Not knowing how to write didn't stop this remarkable man, George Moses Horton, from creating celebrated poetry. He constructed his own poems and memorized them without writing them down - until he learned to write when he was thirty years old.
**This Writer's Journal Post references an article by Dustin Bass in the Epoch Times. He is the host of EpochTV's "About the Book," series.**
"Approximately 67 years before the end of American Civil War, George Moses Horton was born. He grew up a slave to the Horton family in North Carolina. While working on the tobacco plantation, his mind freely traversed the world of verse and rhyme. Using old hymnals, he taught himself to read, while also learning the poetic structure of stanzas."
When Horton was sent into Chapel Hill for work-related business, he would venture to the University of North Carolina. Students there were enthralled with his poetry and would purchase lines from him for their own romantic purposes.
His hope was to make enough money to buy his freedom.

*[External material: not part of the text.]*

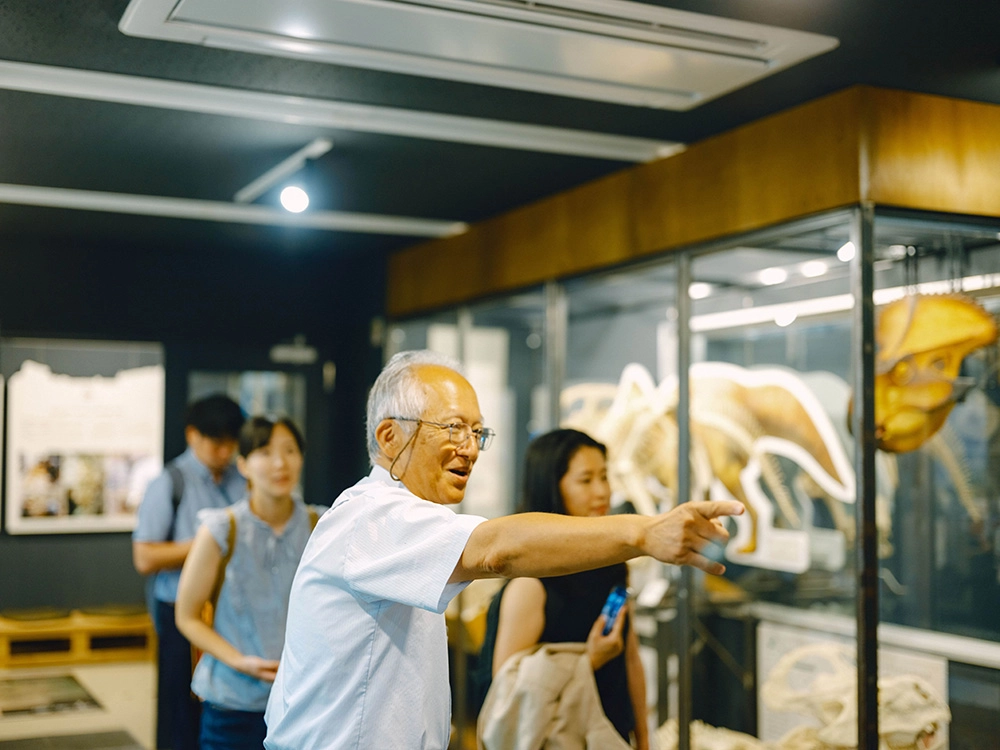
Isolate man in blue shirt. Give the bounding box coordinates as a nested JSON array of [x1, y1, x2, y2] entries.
[[132, 395, 246, 750]]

Horton continued to sell his verses and eventually a novelist and college professor's wife, Caroline Lee Whiting, began transcribing his poems. Soon, he had enough to publish his first collection, "The Hope of Liberty" in 1829. This was the first book published by an African American - the first by a slave who protested his slavery.

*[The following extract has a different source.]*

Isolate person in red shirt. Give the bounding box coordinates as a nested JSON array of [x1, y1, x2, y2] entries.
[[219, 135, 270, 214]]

In his 10 stanza poem on "Liberty and Slavery," he wrote:
"Oh, Liberty! Thou golden prize,
So often sought by blood -
We crave thy sacred sun to rise,
The gift of nature's God!"
Though his freedom didn't come until after the end of the Civil War, Horton continued to publish his work. He garnered so much praise that even Governor John Owen and professors at the university supported his request for freedom.
"In 1865 he joined the 9th Michigan Cavalry Volunteers, which traveled throughout North Carolina. Based on those travels and experiences, he wrote his third work, "Naked Genius."
For the final 17 years of his life, he lived in Philadelphia, the famous city where the words were written, "that all men are created equal."
He died in 1883 in Philadelphia, but is best remembered in Chatham County, North Carolina where in 1978, June 28, the day was crowned "George Moses Horton Day." A local middle school was named after him and in 1996, he was inducted into the North Carolina Literary Hall of Fame . The following year, he was declared the
Historic Poet Laureate of Chatham County.